This model was submitted to the U.S. Patent Office with the application for the patent issued to John Gorrie, of New Orleans, Louisiana, May 6, 1851, no. 8080.
The model represents the first patent for a mechanical refrigerating or ice-making machine issued by the United States Patent Office. It is of additional interest in that the inventor successfully employed ice and cooled air in the treatment of tropical diseases, and for his work in this connection and the invention of the ice machine he is honored by a statue placed in Statuary Hall in the United States Capitol by the State of Florida.
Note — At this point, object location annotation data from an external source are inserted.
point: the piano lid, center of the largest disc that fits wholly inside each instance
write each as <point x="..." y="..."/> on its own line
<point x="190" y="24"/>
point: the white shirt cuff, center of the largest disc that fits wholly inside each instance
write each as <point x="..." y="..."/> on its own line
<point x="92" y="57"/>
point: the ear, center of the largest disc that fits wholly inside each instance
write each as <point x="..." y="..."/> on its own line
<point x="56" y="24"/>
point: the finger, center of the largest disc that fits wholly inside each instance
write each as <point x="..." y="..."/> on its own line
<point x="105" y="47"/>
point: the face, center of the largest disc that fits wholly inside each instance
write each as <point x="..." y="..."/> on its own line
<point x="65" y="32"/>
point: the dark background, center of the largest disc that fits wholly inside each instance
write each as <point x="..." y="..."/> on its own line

The machine was designed “to convert water into ice artificially by absorbing its heat of liquefaction with expanding air.” The model, made largely of wood, is diagrammatic only. It consists of a double-acting compressor cylinder and a double acting work or expanding cylinder, the pistons of which are connected to a crankshaft designed to be turned by a steam engine or other prime mover not shown. The air compressed in the compressor cylinder was cooled by the immersion of the cylinder in cold water, the injection of cold water into the cylinder and by passing the air through a worm immersed in a tub of water. The compressed air was led to a receiver and thence to the expanding cylinder, which was surrounded by a cistern of “uncongealable” liquid. The expansion or air absorbed heat from the liquid, which was circulated to a worm in a freezing tub where the liquid absorbed heat from water in the tub causing it to freeze.
Reference:
This description comes from the 1939 Catalog of the Mechanical Collections of the Division of Engineering United States Museum Bulletin 173 by Frank A. Taylor.